I guess by 2023 standards this sort of cavernous and occasionally technical death metal is somewhat old hat, just because the scene appears to be shifting through so many differing directions with many acts becoming extremely slimy and swampy by design. Even so, this opus is a very rewarding affair that comes built upon slower, doomier segments which at times reek of a cosmic dissonance, although there are plenty of hastier retreats into otherworldly tumult too.
One gets the impression that Tentacult is trying to do something different, where the atmosphere of this record feels cold and expansive; an ideal soundtrack then to falling into the black chasms of spasm not knowing what alien terrors are in search of flesh.
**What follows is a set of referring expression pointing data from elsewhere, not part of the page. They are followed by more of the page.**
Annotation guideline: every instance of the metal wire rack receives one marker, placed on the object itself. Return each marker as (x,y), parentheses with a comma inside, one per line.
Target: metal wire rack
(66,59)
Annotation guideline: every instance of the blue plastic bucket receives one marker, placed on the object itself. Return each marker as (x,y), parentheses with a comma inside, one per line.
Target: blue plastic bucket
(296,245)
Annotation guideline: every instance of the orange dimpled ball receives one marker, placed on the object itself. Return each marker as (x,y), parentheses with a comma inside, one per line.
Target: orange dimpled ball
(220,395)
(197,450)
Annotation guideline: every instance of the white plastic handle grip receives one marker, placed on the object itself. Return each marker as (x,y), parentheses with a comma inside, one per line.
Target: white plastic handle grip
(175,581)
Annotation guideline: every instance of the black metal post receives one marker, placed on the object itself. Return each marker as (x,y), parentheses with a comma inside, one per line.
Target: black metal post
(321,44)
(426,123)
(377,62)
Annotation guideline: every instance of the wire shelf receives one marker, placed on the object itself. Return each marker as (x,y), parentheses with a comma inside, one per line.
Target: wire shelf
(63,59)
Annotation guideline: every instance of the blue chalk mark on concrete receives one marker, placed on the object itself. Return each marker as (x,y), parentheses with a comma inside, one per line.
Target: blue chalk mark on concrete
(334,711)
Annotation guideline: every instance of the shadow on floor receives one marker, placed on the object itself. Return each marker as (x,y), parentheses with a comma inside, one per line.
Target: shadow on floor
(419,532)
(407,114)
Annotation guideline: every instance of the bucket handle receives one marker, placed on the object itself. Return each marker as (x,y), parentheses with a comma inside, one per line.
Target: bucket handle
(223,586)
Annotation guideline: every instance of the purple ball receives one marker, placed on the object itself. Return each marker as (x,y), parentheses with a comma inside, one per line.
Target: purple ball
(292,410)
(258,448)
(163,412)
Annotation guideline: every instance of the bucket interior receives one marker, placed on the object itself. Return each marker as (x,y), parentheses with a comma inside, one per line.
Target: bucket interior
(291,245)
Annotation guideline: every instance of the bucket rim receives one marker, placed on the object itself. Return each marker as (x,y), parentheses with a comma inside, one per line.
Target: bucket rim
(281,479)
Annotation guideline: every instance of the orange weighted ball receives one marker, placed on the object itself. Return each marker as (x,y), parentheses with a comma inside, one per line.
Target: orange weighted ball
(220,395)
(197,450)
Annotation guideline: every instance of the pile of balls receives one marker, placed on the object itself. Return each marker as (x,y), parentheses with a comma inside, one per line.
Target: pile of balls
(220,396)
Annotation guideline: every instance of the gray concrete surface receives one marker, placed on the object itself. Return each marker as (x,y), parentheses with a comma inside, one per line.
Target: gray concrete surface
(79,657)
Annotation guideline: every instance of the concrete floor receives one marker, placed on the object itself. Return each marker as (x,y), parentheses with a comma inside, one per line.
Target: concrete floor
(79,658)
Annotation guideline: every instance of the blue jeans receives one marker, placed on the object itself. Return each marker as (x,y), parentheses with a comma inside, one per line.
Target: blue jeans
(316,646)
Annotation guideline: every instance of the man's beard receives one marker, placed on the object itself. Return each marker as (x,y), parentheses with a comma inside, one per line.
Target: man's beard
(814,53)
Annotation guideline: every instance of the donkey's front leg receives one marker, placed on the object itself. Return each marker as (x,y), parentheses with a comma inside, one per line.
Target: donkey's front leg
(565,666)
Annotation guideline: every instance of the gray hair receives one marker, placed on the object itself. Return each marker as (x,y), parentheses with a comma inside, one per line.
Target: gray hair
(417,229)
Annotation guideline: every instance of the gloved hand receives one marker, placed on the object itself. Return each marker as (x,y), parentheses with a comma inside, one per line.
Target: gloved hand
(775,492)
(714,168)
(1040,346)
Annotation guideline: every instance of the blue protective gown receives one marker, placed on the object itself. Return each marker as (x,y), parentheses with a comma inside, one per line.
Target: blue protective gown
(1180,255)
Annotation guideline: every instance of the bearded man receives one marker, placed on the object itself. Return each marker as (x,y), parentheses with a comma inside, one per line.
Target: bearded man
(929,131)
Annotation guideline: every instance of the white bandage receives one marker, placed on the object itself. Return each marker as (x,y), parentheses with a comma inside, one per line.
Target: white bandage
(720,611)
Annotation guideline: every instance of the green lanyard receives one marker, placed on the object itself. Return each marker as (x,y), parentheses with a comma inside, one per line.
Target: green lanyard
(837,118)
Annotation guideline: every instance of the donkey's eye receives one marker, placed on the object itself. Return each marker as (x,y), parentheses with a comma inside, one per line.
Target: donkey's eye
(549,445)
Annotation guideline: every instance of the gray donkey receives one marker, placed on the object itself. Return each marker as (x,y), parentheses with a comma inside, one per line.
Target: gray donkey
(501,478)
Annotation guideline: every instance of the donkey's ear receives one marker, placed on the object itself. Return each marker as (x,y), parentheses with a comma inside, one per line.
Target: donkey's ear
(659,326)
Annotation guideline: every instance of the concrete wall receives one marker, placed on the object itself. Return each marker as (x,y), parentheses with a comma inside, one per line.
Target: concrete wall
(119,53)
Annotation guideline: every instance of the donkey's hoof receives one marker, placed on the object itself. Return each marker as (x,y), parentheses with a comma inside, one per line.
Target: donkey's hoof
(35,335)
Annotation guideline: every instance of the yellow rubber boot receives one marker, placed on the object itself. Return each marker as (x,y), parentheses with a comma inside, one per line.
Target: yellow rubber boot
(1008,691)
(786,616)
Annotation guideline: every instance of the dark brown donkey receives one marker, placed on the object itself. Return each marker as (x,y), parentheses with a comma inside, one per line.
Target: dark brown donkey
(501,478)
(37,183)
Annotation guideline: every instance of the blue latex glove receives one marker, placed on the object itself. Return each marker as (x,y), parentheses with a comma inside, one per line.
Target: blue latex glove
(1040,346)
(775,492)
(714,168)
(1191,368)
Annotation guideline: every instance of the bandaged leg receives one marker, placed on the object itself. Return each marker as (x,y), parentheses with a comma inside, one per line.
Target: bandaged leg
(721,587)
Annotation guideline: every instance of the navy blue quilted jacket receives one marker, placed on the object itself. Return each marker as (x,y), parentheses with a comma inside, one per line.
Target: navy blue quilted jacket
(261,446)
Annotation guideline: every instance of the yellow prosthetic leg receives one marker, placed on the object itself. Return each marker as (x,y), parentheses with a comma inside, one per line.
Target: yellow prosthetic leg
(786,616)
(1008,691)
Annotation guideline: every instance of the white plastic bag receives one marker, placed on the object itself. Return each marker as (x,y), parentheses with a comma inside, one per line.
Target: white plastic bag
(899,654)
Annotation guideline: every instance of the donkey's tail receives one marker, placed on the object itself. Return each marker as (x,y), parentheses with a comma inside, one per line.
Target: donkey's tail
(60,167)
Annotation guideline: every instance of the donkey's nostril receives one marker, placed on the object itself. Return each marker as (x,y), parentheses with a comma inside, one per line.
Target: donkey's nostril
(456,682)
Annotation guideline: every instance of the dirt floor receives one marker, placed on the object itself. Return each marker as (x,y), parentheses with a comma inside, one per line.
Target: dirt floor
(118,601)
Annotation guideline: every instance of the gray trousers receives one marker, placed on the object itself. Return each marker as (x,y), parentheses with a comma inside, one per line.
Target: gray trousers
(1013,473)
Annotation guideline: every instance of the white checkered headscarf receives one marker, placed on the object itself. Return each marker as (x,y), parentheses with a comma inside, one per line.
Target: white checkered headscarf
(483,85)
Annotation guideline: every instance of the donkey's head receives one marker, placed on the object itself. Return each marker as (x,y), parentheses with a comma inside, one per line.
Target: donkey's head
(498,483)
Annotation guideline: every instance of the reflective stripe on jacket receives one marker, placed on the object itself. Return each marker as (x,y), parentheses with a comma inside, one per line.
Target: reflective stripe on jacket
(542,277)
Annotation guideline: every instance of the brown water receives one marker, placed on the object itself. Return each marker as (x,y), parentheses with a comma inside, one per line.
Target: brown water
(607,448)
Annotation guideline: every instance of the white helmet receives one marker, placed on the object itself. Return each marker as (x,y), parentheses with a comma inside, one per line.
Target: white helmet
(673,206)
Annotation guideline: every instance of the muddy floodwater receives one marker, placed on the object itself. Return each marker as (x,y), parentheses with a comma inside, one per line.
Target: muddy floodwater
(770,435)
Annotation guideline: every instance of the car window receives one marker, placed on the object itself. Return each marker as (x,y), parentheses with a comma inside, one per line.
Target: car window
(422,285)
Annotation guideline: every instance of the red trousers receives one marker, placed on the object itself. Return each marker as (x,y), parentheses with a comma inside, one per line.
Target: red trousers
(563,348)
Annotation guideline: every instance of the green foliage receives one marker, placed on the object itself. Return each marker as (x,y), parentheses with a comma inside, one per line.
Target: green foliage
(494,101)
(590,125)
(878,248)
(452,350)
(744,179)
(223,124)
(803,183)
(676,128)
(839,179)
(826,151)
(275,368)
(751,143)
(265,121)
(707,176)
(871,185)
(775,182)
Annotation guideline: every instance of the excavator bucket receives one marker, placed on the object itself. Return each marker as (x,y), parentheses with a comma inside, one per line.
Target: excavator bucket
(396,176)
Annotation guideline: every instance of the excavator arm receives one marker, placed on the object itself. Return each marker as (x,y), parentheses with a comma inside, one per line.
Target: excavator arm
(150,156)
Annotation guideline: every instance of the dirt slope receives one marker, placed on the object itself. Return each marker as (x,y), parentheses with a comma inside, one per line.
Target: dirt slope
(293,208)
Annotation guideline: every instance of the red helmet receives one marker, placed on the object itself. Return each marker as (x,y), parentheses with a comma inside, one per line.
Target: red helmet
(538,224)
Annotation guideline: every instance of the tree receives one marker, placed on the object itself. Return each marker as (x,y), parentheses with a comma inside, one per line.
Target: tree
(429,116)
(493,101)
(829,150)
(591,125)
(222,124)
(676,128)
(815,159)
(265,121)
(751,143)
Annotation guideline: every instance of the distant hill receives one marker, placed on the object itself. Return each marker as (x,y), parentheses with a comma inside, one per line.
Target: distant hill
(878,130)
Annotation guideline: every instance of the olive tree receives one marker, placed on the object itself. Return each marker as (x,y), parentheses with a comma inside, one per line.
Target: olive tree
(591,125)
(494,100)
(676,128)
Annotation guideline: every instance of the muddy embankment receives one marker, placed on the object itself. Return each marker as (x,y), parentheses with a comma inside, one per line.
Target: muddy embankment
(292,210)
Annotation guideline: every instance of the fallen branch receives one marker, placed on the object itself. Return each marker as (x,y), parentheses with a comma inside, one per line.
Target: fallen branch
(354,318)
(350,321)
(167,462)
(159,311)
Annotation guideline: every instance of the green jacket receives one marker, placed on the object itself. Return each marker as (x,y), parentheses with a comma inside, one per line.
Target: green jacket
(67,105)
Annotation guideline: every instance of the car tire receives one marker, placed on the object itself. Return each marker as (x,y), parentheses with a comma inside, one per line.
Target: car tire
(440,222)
The opening 12-minute slab ‘Primordial Cult – Litany Of Relict Caverns’ features some interesting slow-motion droning and eerie chants before progressing to sturdy chugging. ‘Seismic Assault’, however, begins with an almost thrashy sizzle before the combo embarks on a grey journey of gnashing rhythms.
There is clearly something well thought out and measured about this intergalactic act of the grotesque, and the more I listen the more I feel as though I can give further credit. Fans of the likes of Tomb Mold will no doubt dig the atmosphere of this pallid expression, but for me the band comes into its own with those slower, foreboding moments such as the gruelling entrance of ‘Obsidian Blade’ and parts of the cold yet majestic ‘Into Astral Crypt’ that stirs with avant-garden starkness.
The more this album is played the blacker and bleaker it gets as the combo at times almost promises to veer into early 90s tech-death but instead blankets the listener in a layer of otherworldly ice. Lacerating Pattern is certainly a grower and one which, strangely, I keep playing back to back with Thorn and Nothingness which pretty much sums up the glacial and galactic nature of its layers.